Figure 3 – BM biopsy in BMN: A) BM biopsy of a patient with Burkitt lymphoma showing severe necrosis (HE, 100×); B) BM coagulative necrosis with “ghost” neoplastic cells (HE, 200×); C) CD20 staining, 400×
BM: bone marrow; BMN: bone marrow necrosis; HE: hematoxilin and eosin.

The classification of BMN is based upon the extension of BM involvement and ranges from grade I to III (Table 3). Bone scintigraphy using 99technetium may also prove to be useful in reaching a diagnosis of BMN. Like MNR, it is a noninvasive technique and can also be used as a guide for the optimal sampling of a BM aspirate and/or biopsy. Areas with 99technetium uptake higher than 2 cm are suggestive of BMN(8). By MNR, a diffuse and extensive increase of liquid content, usually in the vertebral body and pelvic bones, may be seen (Figures 4 and 5)(3, 8, 11). The BMN lesion is more extensive and diffuse compared to avascular bone injury, which involves more focal and periarticular necrosis.


Figure 4 – MNR in BMN 1: upper left to lower right – MNR sagittal T1, sagittal, coronal, and axial T2 with fat saturation. A patient with dermatomyositis diagnosed with BMN. Red arrows indicate areas of increased liquid content
MNR: magnetic nuclear resonance; BMN: bone marrow necrosis.


Figure 5 – MNR in BMN 2: left to right – MNR coronal STIR, axial T2 with fat saturation, T1 after contrast with fat saturation.

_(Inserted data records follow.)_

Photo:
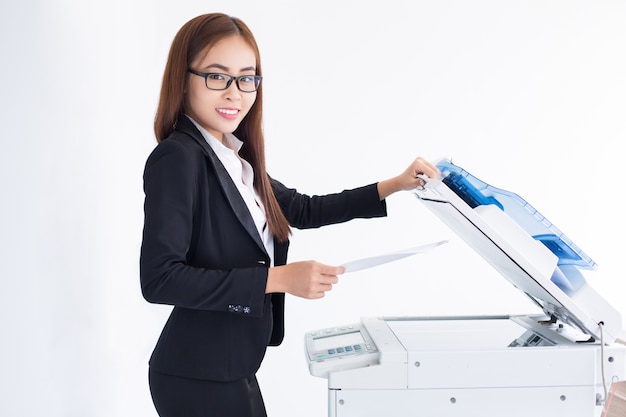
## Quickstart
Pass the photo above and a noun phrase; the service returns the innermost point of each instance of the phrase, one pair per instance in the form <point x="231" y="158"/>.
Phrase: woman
<point x="217" y="227"/>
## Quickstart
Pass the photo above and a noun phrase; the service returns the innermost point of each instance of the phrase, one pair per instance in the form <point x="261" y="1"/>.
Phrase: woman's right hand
<point x="306" y="279"/>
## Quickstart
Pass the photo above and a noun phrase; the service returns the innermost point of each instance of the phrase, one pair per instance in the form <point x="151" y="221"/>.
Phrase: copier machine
<point x="560" y="362"/>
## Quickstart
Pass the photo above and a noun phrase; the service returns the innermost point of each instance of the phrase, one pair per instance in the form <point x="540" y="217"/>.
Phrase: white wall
<point x="527" y="95"/>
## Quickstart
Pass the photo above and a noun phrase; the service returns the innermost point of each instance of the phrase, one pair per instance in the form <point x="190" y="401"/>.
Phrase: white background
<point x="529" y="96"/>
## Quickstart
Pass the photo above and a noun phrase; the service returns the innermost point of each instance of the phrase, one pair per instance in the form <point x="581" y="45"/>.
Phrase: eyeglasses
<point x="219" y="81"/>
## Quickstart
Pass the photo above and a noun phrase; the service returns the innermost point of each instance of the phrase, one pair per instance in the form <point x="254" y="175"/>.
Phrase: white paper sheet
<point x="370" y="262"/>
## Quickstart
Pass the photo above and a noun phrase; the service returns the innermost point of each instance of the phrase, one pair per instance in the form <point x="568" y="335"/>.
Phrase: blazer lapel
<point x="230" y="189"/>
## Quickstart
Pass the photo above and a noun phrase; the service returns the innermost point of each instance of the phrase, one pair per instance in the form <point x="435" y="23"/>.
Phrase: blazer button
<point x="235" y="308"/>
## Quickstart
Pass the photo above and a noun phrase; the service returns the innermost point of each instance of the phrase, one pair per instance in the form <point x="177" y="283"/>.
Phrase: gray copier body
<point x="558" y="363"/>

Red arrows indicate areas of increased BM liquid
MNR: magnetic nuclear resonance; BMN: bone marrow necrosis; STIR: short-TI inversion recovery; BM: bone marrow.


The approach to BMN involves treatment of the primary cause together with supportive care with antibiotics and blood transfusion. Most studies consider that a diagnosis of BMN implies a poor prognosis that, ordinarily, will rapidly lead to death. However, new studies indicate that survival may be prolonged if BMN is not associated with neoplasia(7, 8, 15). In cases associated with neoplasia, overall survival remains poor, although a lack of data precludes more succinct outcome descriptions. Moreover, a rare but possible complication of BMN is the embolism of necrotic bone marrow tissue that then blocks vessels in multiple organs, to provoke infarct.

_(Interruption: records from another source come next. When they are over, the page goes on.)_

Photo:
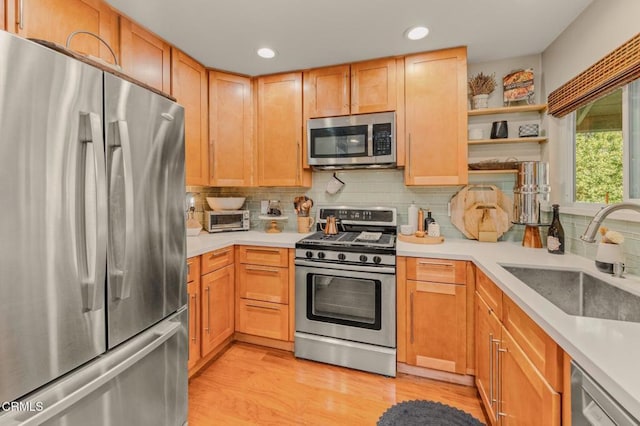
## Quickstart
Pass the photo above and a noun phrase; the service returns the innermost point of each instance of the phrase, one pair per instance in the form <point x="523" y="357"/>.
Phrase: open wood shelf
<point x="508" y="110"/>
<point x="507" y="140"/>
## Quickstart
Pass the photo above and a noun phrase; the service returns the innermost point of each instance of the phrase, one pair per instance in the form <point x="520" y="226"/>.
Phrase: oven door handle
<point x="346" y="267"/>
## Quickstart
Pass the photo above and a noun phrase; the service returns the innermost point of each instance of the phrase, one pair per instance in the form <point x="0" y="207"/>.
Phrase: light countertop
<point x="608" y="350"/>
<point x="206" y="242"/>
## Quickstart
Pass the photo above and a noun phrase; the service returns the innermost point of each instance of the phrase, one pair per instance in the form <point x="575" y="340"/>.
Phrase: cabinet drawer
<point x="217" y="259"/>
<point x="437" y="270"/>
<point x="489" y="292"/>
<point x="264" y="319"/>
<point x="543" y="352"/>
<point x="267" y="283"/>
<point x="193" y="268"/>
<point x="267" y="256"/>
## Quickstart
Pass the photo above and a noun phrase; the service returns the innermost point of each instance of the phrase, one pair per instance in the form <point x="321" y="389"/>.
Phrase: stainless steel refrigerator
<point x="92" y="245"/>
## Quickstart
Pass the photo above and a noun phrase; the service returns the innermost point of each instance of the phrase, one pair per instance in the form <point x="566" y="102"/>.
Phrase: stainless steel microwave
<point x="226" y="220"/>
<point x="355" y="141"/>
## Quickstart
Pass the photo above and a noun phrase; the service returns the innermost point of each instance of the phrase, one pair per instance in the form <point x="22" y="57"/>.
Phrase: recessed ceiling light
<point x="417" y="33"/>
<point x="266" y="53"/>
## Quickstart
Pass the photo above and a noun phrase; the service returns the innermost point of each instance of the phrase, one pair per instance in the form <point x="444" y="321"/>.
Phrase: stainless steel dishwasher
<point x="592" y="405"/>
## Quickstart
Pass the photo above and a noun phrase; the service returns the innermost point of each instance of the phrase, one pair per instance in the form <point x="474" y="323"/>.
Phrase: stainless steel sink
<point x="580" y="294"/>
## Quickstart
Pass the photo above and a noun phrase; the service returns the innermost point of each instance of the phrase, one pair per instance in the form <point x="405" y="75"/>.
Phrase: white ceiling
<point x="306" y="34"/>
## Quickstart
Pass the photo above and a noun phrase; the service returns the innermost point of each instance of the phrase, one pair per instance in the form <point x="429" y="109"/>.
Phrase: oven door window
<point x="348" y="301"/>
<point x="339" y="142"/>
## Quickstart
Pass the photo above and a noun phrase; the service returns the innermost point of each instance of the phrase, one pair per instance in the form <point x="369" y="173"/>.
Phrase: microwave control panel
<point x="382" y="135"/>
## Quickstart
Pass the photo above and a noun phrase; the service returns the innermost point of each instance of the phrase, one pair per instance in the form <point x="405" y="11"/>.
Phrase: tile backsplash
<point x="362" y="188"/>
<point x="575" y="225"/>
<point x="386" y="188"/>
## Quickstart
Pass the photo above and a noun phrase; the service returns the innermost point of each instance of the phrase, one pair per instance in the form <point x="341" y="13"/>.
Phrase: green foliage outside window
<point x="599" y="166"/>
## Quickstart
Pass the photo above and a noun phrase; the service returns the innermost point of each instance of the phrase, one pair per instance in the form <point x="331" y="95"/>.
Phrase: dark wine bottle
<point x="555" y="237"/>
<point x="428" y="220"/>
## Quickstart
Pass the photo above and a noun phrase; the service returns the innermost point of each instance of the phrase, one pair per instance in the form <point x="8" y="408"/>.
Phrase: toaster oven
<point x="226" y="220"/>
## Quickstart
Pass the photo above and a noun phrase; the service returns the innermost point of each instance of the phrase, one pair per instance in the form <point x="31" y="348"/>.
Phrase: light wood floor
<point x="252" y="385"/>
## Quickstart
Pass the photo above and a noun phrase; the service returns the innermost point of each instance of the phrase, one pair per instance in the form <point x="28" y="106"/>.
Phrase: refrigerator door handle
<point x="163" y="333"/>
<point x="121" y="158"/>
<point x="94" y="272"/>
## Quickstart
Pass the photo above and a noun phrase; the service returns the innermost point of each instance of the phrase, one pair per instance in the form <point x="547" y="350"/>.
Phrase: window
<point x="606" y="148"/>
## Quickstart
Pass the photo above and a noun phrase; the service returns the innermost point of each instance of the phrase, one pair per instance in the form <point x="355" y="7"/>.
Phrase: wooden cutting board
<point x="467" y="210"/>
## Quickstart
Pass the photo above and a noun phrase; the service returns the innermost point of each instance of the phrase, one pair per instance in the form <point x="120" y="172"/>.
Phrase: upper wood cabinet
<point x="144" y="56"/>
<point x="55" y="20"/>
<point x="189" y="87"/>
<point x="326" y="91"/>
<point x="436" y="113"/>
<point x="280" y="131"/>
<point x="374" y="86"/>
<point x="362" y="87"/>
<point x="230" y="130"/>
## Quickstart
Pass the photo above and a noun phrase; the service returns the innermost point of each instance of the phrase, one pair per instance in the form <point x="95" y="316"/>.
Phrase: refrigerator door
<point x="53" y="209"/>
<point x="142" y="382"/>
<point x="145" y="173"/>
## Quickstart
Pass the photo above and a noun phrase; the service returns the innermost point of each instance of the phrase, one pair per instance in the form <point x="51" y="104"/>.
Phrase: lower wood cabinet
<point x="513" y="390"/>
<point x="264" y="319"/>
<point x="193" y="292"/>
<point x="437" y="326"/>
<point x="262" y="289"/>
<point x="217" y="307"/>
<point x="432" y="315"/>
<point x="211" y="291"/>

Based on this review, we conclude that BMN is associated with many diseases, and yet presents with no clear pathophysiology. In addition, clinical and laboratory characteristics are non-specific and, in many cases, symptoms are related to the causal condition that is most commonly a hematological disease. Finally, the most important conclusion is that in all cases of BMN a malignant disease must be ruled in or out, given that malignancies are the most common cause of this lesion.


We would like to thank Drs. Liliana Suganuma (physician – hematology and hemotherapy) and Bruno Trindade (medical resident – radiology), both from the Medical College of Universidade de São Paulo (USP), for images indicating the leukoerythroblastic reaction, and MNR data, respectively.

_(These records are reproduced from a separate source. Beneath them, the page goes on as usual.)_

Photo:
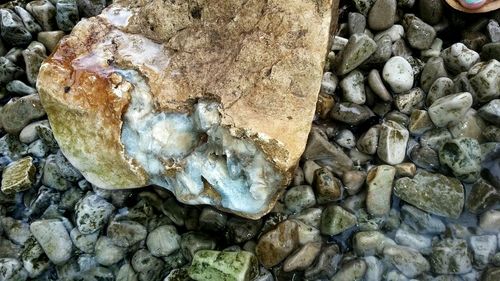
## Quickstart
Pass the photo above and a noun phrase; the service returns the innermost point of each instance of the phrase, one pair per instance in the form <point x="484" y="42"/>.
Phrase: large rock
<point x="192" y="98"/>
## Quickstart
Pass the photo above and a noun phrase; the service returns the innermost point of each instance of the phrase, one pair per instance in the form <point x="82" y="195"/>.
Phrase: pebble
<point x="483" y="248"/>
<point x="336" y="220"/>
<point x="392" y="142"/>
<point x="54" y="239"/>
<point x="44" y="12"/>
<point x="33" y="56"/>
<point x="18" y="176"/>
<point x="12" y="28"/>
<point x="353" y="87"/>
<point x="18" y="87"/>
<point x="458" y="58"/>
<point x="12" y="269"/>
<point x="275" y="245"/>
<point x="19" y="112"/>
<point x="327" y="187"/>
<point x="489" y="221"/>
<point x="398" y="74"/>
<point x="84" y="242"/>
<point x="92" y="212"/>
<point x="449" y="108"/>
<point x="463" y="157"/>
<point x="9" y="71"/>
<point x="450" y="256"/>
<point x="356" y="23"/>
<point x="407" y="260"/>
<point x="350" y="113"/>
<point x="433" y="193"/>
<point x="163" y="241"/>
<point x="379" y="182"/>
<point x="29" y="22"/>
<point x="419" y="34"/>
<point x="352" y="270"/>
<point x="433" y="69"/>
<point x="299" y="197"/>
<point x="126" y="233"/>
<point x="107" y="253"/>
<point x="214" y="265"/>
<point x="66" y="14"/>
<point x="382" y="15"/>
<point x="358" y="49"/>
<point x="50" y="38"/>
<point x="302" y="258"/>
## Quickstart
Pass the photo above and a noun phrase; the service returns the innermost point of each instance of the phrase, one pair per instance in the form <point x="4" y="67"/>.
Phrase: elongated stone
<point x="18" y="176"/>
<point x="433" y="193"/>
<point x="177" y="113"/>
<point x="379" y="181"/>
<point x="210" y="265"/>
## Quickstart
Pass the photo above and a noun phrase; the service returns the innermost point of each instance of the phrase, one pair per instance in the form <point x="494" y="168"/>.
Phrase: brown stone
<point x="274" y="246"/>
<point x="259" y="62"/>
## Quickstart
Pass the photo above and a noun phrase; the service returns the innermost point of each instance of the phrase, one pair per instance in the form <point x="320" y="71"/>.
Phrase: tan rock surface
<point x="261" y="62"/>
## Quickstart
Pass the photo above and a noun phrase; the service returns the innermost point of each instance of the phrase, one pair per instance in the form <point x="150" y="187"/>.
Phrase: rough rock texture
<point x="254" y="61"/>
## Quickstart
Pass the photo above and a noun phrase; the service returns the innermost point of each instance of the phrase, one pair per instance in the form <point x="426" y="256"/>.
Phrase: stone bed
<point x="399" y="180"/>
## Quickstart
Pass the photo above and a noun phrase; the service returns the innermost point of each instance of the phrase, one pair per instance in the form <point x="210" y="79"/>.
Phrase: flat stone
<point x="433" y="193"/>
<point x="358" y="49"/>
<point x="274" y="246"/>
<point x="463" y="157"/>
<point x="19" y="112"/>
<point x="407" y="260"/>
<point x="382" y="14"/>
<point x="179" y="101"/>
<point x="379" y="181"/>
<point x="419" y="34"/>
<point x="398" y="74"/>
<point x="392" y="142"/>
<point x="214" y="265"/>
<point x="54" y="239"/>
<point x="459" y="58"/>
<point x="18" y="176"/>
<point x="450" y="256"/>
<point x="486" y="81"/>
<point x="336" y="220"/>
<point x="353" y="87"/>
<point x="449" y="108"/>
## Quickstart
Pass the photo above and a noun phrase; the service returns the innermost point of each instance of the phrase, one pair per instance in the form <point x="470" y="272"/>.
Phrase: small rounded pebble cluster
<point x="400" y="178"/>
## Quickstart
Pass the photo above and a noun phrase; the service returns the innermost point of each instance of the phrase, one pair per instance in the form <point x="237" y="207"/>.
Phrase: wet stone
<point x="328" y="188"/>
<point x="392" y="142"/>
<point x="450" y="256"/>
<point x="359" y="48"/>
<point x="463" y="157"/>
<point x="419" y="34"/>
<point x="19" y="112"/>
<point x="336" y="220"/>
<point x="12" y="28"/>
<point x="18" y="176"/>
<point x="126" y="233"/>
<point x="398" y="74"/>
<point x="449" y="108"/>
<point x="275" y="245"/>
<point x="92" y="212"/>
<point x="214" y="265"/>
<point x="432" y="193"/>
<point x="299" y="197"/>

None of the authors have any conflict of interest regarding financial, ethical, or any other personal issues concerning this article.


All authors have materially contributed to this article in terms of their research, written contributions, revision, or selection of appropriate supporting material including figures.

All authors have approved the final version of this article.